Imagine your friend Jamie is volunteering at a homeless shelter. They appear driven by a concern for the vulnerable, but you later discover they are only giving up their time so that the can potentially go on a date with the organisation’s manager Kris.
- Studies suggest that we take a worse view of Jamie than someone who had taken a shift in a coffee shop to get close to Kris the manager
- In both cases, people are hiding their true motives, yet we are much more judgmental of the person who is benefitting the needy in a charitable act
- A phenomenon known as the tainted altruism effect
- If we believe Jesus is resurrected because we get to eat chocolate Easter Sunday most people will look with tainted altruism at our celebration and do-gooding
- If others think we believe because we have God’s favour or that it gets us to heaven most people will look with tainted altruism at our Easter celebration and do-gooding
- Yet we all need an antidote to stupidity – today we celebrate Easter and the God who resurrects as our antidote to stupidity
- Faith in the God who resurrects Jesus asks us to straddle celebration that may court suspicion of tainted altruism – let alone trying to make sense of resurrection full stop
Prognostic Myopia: Conclusion
- Today as we celebrate that God raised Jesus from the dead we acknowledge we are all part of the stupidity throng – we all need saving from prognostic myopia
- As the victim of human prognostic myopia Jesus did not raise himself – it was God who brings Jesus resurrection
- God will not and does not abandon us to our prognostic myopia
- In Jesus we are able to honour our future all the while aware how disinclined we are to facilitate it trapped by functional and structural stupidity
- You know I believe in the actual resurrection of Jesus – granted actual carries a lot of mixed metaphors – that our crucified God is the antidote for prognostic myopia
- I understand that may be disconcerting to some of you – at the very least you know I believe cause I am paid to believe!

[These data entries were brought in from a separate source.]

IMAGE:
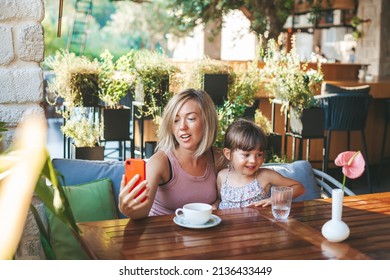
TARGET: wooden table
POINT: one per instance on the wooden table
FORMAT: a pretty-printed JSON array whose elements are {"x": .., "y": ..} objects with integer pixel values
[{"x": 250, "y": 233}]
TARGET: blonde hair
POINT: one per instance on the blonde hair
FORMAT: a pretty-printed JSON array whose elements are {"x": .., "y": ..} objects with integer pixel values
[{"x": 167, "y": 140}]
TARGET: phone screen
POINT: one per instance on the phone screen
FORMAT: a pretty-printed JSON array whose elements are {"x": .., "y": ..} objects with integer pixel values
[{"x": 135, "y": 166}]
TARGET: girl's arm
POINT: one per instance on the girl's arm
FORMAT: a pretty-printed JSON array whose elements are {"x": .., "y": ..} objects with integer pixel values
[{"x": 219, "y": 184}]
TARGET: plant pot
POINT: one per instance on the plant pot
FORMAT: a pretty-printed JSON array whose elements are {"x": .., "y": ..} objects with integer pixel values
[
  {"x": 274, "y": 145},
  {"x": 336, "y": 230},
  {"x": 216, "y": 85},
  {"x": 310, "y": 124},
  {"x": 116, "y": 124},
  {"x": 89, "y": 153}
]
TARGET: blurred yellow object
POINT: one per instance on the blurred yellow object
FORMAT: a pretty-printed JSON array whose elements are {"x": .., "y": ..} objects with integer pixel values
[{"x": 20, "y": 170}]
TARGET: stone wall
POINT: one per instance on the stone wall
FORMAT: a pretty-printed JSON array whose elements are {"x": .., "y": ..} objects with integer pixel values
[
  {"x": 384, "y": 67},
  {"x": 21, "y": 51}
]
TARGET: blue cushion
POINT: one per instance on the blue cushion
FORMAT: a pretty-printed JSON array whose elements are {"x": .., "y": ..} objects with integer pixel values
[
  {"x": 92, "y": 201},
  {"x": 301, "y": 171},
  {"x": 329, "y": 88},
  {"x": 77, "y": 171}
]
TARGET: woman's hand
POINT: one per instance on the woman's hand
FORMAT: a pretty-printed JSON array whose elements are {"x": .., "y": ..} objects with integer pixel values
[
  {"x": 264, "y": 202},
  {"x": 129, "y": 201}
]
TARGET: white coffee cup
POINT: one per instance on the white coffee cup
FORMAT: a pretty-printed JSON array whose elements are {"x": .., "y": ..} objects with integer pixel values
[{"x": 195, "y": 213}]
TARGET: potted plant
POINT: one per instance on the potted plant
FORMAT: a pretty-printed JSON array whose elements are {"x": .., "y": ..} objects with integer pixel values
[
  {"x": 274, "y": 147},
  {"x": 77, "y": 83},
  {"x": 76, "y": 79},
  {"x": 85, "y": 131},
  {"x": 216, "y": 77},
  {"x": 115, "y": 81},
  {"x": 292, "y": 83},
  {"x": 153, "y": 72}
]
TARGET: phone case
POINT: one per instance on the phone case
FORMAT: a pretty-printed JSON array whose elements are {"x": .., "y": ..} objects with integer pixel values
[{"x": 135, "y": 166}]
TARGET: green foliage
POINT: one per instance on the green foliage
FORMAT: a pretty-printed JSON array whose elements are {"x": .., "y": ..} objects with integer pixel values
[
  {"x": 194, "y": 73},
  {"x": 73, "y": 74},
  {"x": 229, "y": 112},
  {"x": 262, "y": 121},
  {"x": 289, "y": 79},
  {"x": 264, "y": 16},
  {"x": 81, "y": 127},
  {"x": 153, "y": 72},
  {"x": 115, "y": 78}
]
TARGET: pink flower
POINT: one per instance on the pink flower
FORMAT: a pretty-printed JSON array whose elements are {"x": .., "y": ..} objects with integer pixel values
[{"x": 353, "y": 164}]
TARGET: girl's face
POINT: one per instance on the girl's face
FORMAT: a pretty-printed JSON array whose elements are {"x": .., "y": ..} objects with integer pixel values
[
  {"x": 188, "y": 125},
  {"x": 245, "y": 162}
]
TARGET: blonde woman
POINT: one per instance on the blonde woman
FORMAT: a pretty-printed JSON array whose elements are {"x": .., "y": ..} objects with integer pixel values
[{"x": 184, "y": 168}]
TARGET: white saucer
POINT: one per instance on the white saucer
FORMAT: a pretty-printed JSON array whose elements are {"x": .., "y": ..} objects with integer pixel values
[{"x": 212, "y": 222}]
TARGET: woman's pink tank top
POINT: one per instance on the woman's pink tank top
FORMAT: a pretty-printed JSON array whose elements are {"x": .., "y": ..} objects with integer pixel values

- Some days we believe like Mary through the lenses of prognostic myopia – we see only a gardener, feel our confusion and grief at things gone wrong
- Some days we believe like Mary through the lenses of faith – we see the resurrected Jesus here among us
- Today may we celebrate the resurrection of Jesus – it is the primary witness that the God of Jesus has taken a personal interest in being the antidote to human stupidity
- Today on Easter Sunday may our celebration bring faith in the God of Jesus to recognise through the Holy Spirit the risen Jesus among us, around us, with us and for us all
- May we be go forth to share this news in word, deed and if necessary Easter eggs to all whom we know even if they attribute mixed motives to our belief in the God of Jesus
- Today we are here celebrating we all need help in the face of stupidity – will someone help me to find where can I stream the replay of the resurrection on my big new TV?
- God be praised! Jesus is risen – He is risen indeed!